Trauma, wear and tear, or irritation in the facet joints of the spine can also send pain signals to the upper stomach. Ramos-Galvez describes how the mechanics of the ribs, which emerge from the spine and wrap around the chest, contribute to this. He adds that a tell-tale sign is when pressing on the back triggers pain in the front, or when lifting a heavy bag or taking a deep breath causes simultaneous pain in the back and a "pocket of pain" in the upper abdomen.
Groin pain presents another diagnostic challenge. Ramos-Galvez warns that inflammation of the sacroiliac joints—the connection between the base of the spine and the pelvis—can mimic other issues. This condition typically worsens when sitting or walking uphill. Crucially, unlike muscular strains originating within the groin, referred pain from the sacroiliac joint does not cause tenderness when pressure is applied to the groin area. As these nerves communicate with the brain via the same spinal point as the hips, understanding these pathways is vital for accurate diagnosis and timely treatment.

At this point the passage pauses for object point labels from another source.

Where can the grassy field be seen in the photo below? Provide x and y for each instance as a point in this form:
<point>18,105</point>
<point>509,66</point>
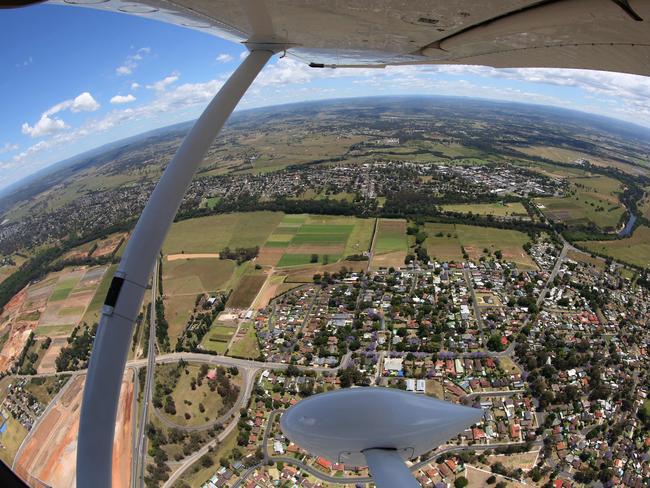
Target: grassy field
<point>595,200</point>
<point>217,338</point>
<point>442,242</point>
<point>329,237</point>
<point>510,242</point>
<point>390,245</point>
<point>196,275</point>
<point>94,308</point>
<point>634,250</point>
<point>391,236</point>
<point>53,330</point>
<point>63,289</point>
<point>197,475</point>
<point>45,388</point>
<point>187,400</point>
<point>245,344</point>
<point>644,204</point>
<point>178,309</point>
<point>564,155</point>
<point>246,291</point>
<point>11,439</point>
<point>213,233</point>
<point>514,209</point>
<point>7,270</point>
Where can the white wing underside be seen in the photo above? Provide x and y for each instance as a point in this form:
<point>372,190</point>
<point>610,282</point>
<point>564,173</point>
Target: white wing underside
<point>612,35</point>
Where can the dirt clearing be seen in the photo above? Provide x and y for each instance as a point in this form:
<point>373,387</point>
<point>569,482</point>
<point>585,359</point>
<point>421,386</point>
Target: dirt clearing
<point>49,454</point>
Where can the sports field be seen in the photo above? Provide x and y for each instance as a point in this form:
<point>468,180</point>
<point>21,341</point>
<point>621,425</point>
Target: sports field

Front-of-groin pain often signals hip joint damage, specifically the cartilage wear known as osteoarthritis.
However, leg discomfort can stem from several other sources entirely, including the lower back, ovaries, or appendix.
Professor Bannister warns that sciatica creates a sensation like a 'red hot poker' shooting down the leg. This nerve irritation originates from the lower spine and may affect one or both legs depending on where the compression occurs.

Dr Ramos-Galvez of the London Pain Clinic notes that pain location reveals exactly which disc or nerve root is compromised. For instance, sharp pain in the front of the shin or feet indicates pressure at the lower lumbar spine.
While lumbar issues are common causes, Professor Bannister adds that upper spinal problems like neck cord compression from tumors can also radiate pain into the legs.
Upper thigh pain might actually point to abdominal emergencies like appendicitis or ovarian cysts, according to Dr Ramos-Galvez. Inflammation from these conditions irritates the muscles connecting the spine to the upper thigh.
Crucially, there are usually other signs pointing to an abdominal problem. Dr Ramos-Galvez emphasizes that pressing on the abdomen to elicit pain is a key indicator of these internal issues.